No, one did not. It was entirely out of character for him to just vanish off the face of the planet without some word to his oldest friend. He’d given me his solemn vow to be there in three centuries to wake me, and I’d trusted him to do that.

I turned slightly, pacing once across the room. “So the one man who might explain my awakening,” I said, “is missing. Presumed dead.”

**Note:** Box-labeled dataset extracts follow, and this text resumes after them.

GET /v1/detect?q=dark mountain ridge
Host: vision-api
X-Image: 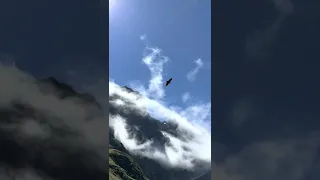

[0,78,210,180]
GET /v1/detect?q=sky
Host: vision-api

[109,0,211,110]
[109,0,211,170]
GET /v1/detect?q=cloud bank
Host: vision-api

[109,36,211,169]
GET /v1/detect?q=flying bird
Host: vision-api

[166,78,172,86]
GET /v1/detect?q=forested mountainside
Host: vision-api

[109,86,211,180]
[0,74,210,180]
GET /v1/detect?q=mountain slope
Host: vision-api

[109,87,210,180]
[0,74,210,180]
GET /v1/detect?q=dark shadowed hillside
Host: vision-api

[0,74,210,180]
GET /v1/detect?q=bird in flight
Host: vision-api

[166,78,172,86]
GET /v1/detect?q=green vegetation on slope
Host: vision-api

[109,148,148,180]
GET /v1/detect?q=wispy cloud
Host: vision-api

[135,35,169,99]
[109,82,211,169]
[182,92,191,103]
[187,59,203,81]
[109,35,211,169]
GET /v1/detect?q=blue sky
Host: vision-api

[109,0,211,111]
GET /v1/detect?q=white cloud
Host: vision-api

[109,35,211,169]
[109,65,211,169]
[187,59,203,81]
[135,35,169,99]
[182,92,191,103]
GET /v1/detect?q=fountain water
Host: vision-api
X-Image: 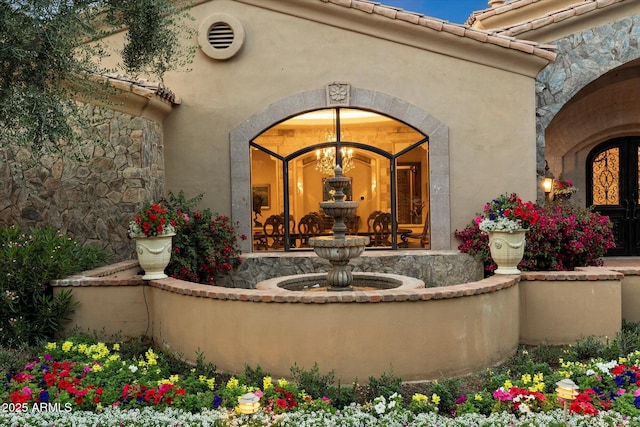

[257,165,424,291]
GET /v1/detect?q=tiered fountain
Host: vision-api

[257,165,424,291]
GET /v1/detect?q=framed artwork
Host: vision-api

[251,184,271,210]
[322,177,353,202]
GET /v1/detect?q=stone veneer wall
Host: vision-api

[536,15,640,194]
[217,250,483,289]
[0,106,164,260]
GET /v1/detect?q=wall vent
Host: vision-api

[198,13,244,61]
[208,22,233,49]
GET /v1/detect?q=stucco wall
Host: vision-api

[54,261,640,384]
[100,0,537,249]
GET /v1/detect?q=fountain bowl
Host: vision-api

[256,273,425,293]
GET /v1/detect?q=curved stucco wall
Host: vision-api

[147,277,520,384]
[53,261,628,384]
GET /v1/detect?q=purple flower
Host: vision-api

[213,395,222,409]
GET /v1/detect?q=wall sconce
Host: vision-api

[556,378,578,425]
[542,160,555,198]
[238,393,260,414]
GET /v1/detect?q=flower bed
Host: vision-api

[0,338,640,426]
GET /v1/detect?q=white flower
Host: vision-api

[478,217,522,232]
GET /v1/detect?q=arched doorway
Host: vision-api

[586,136,640,256]
[250,107,429,251]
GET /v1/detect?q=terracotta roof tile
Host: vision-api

[319,0,556,61]
[478,0,629,37]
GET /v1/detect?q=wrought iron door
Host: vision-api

[587,137,640,256]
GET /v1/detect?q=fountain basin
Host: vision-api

[309,236,369,261]
[256,273,425,293]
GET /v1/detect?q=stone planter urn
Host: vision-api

[136,233,176,280]
[488,229,527,274]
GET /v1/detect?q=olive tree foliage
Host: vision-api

[0,0,193,157]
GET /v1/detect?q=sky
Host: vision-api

[376,0,489,24]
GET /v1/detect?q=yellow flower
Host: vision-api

[529,383,544,393]
[262,377,273,390]
[411,393,429,402]
[431,393,440,406]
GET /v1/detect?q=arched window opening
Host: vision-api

[250,108,429,251]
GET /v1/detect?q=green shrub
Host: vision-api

[0,226,108,347]
[164,191,246,285]
[432,377,461,413]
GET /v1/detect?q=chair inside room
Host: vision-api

[367,211,382,234]
[298,212,322,248]
[263,215,284,249]
[404,212,431,249]
[371,212,391,246]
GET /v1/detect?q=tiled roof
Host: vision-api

[319,0,556,61]
[466,0,625,37]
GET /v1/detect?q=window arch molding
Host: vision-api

[229,87,451,252]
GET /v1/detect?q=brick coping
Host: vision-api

[51,261,520,304]
[51,260,640,304]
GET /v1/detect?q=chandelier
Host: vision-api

[316,147,355,175]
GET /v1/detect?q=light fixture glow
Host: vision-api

[316,147,355,175]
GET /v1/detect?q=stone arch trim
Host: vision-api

[229,87,451,252]
[536,15,640,184]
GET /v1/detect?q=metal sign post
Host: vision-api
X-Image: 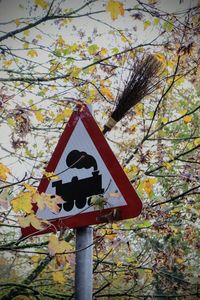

“Yes,” Thibault agreed with me. His tone carried an edge, and now I wondered if it wasn’t anger, or pain. If Louis had vanished and I’d gone to ground, that had left him alone to manage the den, the neutral ground he’d created.

“Inconvenient,” I said, sighing and doing what he’d done earlier, dragging a hand tiredly across my face. My entire being called for Susie, to go back to that hotel room and finish what we’d started. Now I’d have to go back without answers.

“Extremely,” my old friend agreed, this time with a curling edge of amusement in his tone. Silence settled again, but this time it shifted into something less adversarial and more familiar. Thibault watched me for a moment, then gestured loosely. “You have missed much.”

“So I have gathered.” I was beginning to feel guilty for making the choice now, though both Thibault and Louis had fully supported my decision. Everyone handled immortality differently, and I’d been around for a very long time.

“The den is gone,” he said. “Tensions escalated. It could no longer be sustained, much as it pained me to make that choice. Old alliances fractured; protections were gone…”

“Fractured into what?” I asked sharply, my gaze sweeping out over the view of the city visible through the tall windows. The bank hadn’t changed as far as I could tell, and neither had several other familiar haunts I’d shown Susie today. It was undeniable that I’d sensed undercurrents, though. Hostility with the werewolf and his bakery, strange glances from the witch I’d run into and recognized purely by the scent of magic.

“Factions,” he replied. “Many, and none particularly friendly.” His expression was bleaker than ever, and his exhaustion hung heavy in the air. Whatever he was talking about, it sounded bad.

“Elaborate,” I demanded, finally crossing the room to sit in the fauteuil across from my friend. Where he sprawled, I sat tensely, leaning forward on the edge of the seat.